Nike‘s shares rose on Tuesday as the company’s fiscal second- quarter earnings sales beat expectations. But embedded in that report was less favorable news out of China, with supply-chain issues and Covid-related restrictions hitting sales—the latest yellow flag out of the world’s second largest economy.
In the near-term, China’s zero-tolerance policy toward Covid has led to stricter restrictions even as other parts of the world, including the U.S., have tried to avoid 2020-like lockdowns as Omicron hits.
Nike‘s (ticker: NKE) sales in greater China slipped 24% in the second quarter on a currency neutral basis, with the company citing inventory supply disruptions. Earnings before interest and tax margins in the region also contracted about 790 basis points from a year earlier, with the company noting inventory-related disruptions and a quarter of its partner retail stores and half of its factory stores in Greater China hit by local Covid-related mandates.
Chief Financial Officer Matthew Friend told analysts in a conference call on Monday that Nike expects fiscal 2022 to be a year of recovery and sequential improvements beginning in the third quarter.
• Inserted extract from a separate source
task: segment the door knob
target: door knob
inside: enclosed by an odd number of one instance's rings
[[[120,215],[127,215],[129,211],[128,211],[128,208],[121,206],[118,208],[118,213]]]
Barron’s has previously highlighted the conundrum for large U.S. companies with big business in China, not just as the economy slows but as geopolitical tensions risk putting these companies in the crossfire between these two countries and China’s push to rely less on foreign suppliers drives more business to local options and feeds nationalism among consumers. Already, in the last couple of weeks, executives of large companies have had to gingerly walk around China-oriented comments with the additional scrutiny on the country’s human rights abuses in Xinjiang.
But in the call with analysts, Nike Chief Executive Officer John Donahoe responded to a question about local competition by emphasizing Nike’s record for taking a long-term view in China. Donahoe added that Nike is “going to continue to invest to lead in China,” adding that more of what Nike is doing in China is tailored to the Chinese consumer.
In the near-term though even analysts upbeat on Nike broadly are wary about its China business.
In a note to clients, Cowen analyst John Kernan said Nike’s trouble in China highlighted the volatility amid supply chain, macroeconomic and political forces in China facing the company—and peers like
Adidas (ADS:Germany). He also said improvement in China was uncertain, contributing to his below consensus earnings per share estimate for Nike for fiscal 2022 of $3.79, compared with the $3.56 a share the company reported in 2021.
Others are also wary: “While broader retail spending hasn’t fallen further, we’ve expected Chinese consumers to pull back spending on luxury goods and apparel,” Shehzad Qazi, managing director at China Beige Book, says via email. “With Omicron potentially adding additional pressure, the outlook for retail—and consumption overall—remains dull.”
That is not good news for companies with big business in China, nor necessarily for investors weighing whether to capitalize on the latest selloff in Chinese stocks, with the
iShares MSCI China
exchange-traded fund (MCHI) down 24% on the year.
BCA Research strategists are in the camp that this is a bargain worth passing up for now. They said in a recent note that Chinese technology, internet and growth companies aren’t cheap and are vulnerable to further derating. While some investors are encouraged by Chinese policymaker’s latest steps to support the economy, the BCA team doesn’t see stimulus creating a “decisive upturn” in the closely watched credit impulse—or a willingness to borrow.
That means Chinese and emerging market equities more broadly remain “in a risk window” for now, according to BCA strategists.